For Stephanie, EE is an opportunity to make the world a better place. “Having an environmentally literate future generation is our best hope,” she says. Her daily inspirations come from the “a-ha moments” when students make discoveries about the natural world and fuel their own sense of wonder about animals, plants and natural processes.
She also revisits Richard Louv’s Last Child in the Woods every year because she strongly believes that connecting kids with nature has tremendous physical and psychological health benefits.
In her role as an environmental educator, Stephanie combines science and research with teaching and creativity. She is currently developing a climate change curriculum in partnership with the USDA Southwest Climate Hub, the first of nine units is available for free download online.

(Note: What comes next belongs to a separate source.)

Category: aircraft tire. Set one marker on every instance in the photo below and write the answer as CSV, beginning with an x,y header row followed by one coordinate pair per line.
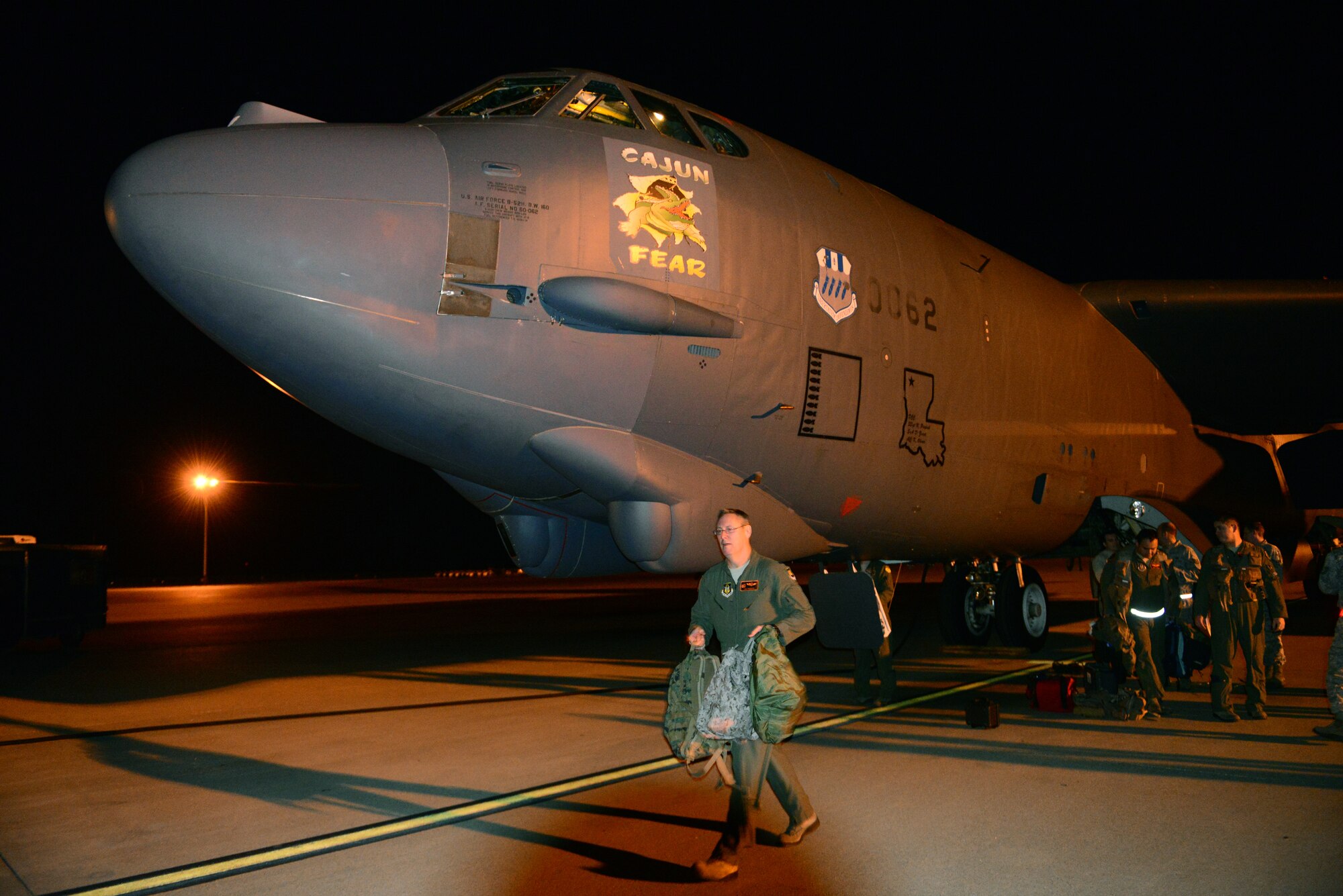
x,y
954,600
1021,615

Living in the Chihuahuan desert has inspired a deep love for an often-unappreciated landscape. Stephanie admires the desert for its beauty, mild winters and all of that sunshine. She also loves to stop and look around and notice the diversity that others often miss. She and her two energetic and inquisitive children, ages 5 and 8, spend much of their time exploring the desert. Their favorite destination is Organ Peak, especially the Baylor Pass and Sierra Vista trails.
When she’s not teaching or hiking, Stephanie is training for marathons and triathlons. She ran the Boston Marathon this past April and is training for a half Ironman race in November. Catch her if you can!
Stephanie also received the 2015 Dr. Richard W. Becker Award.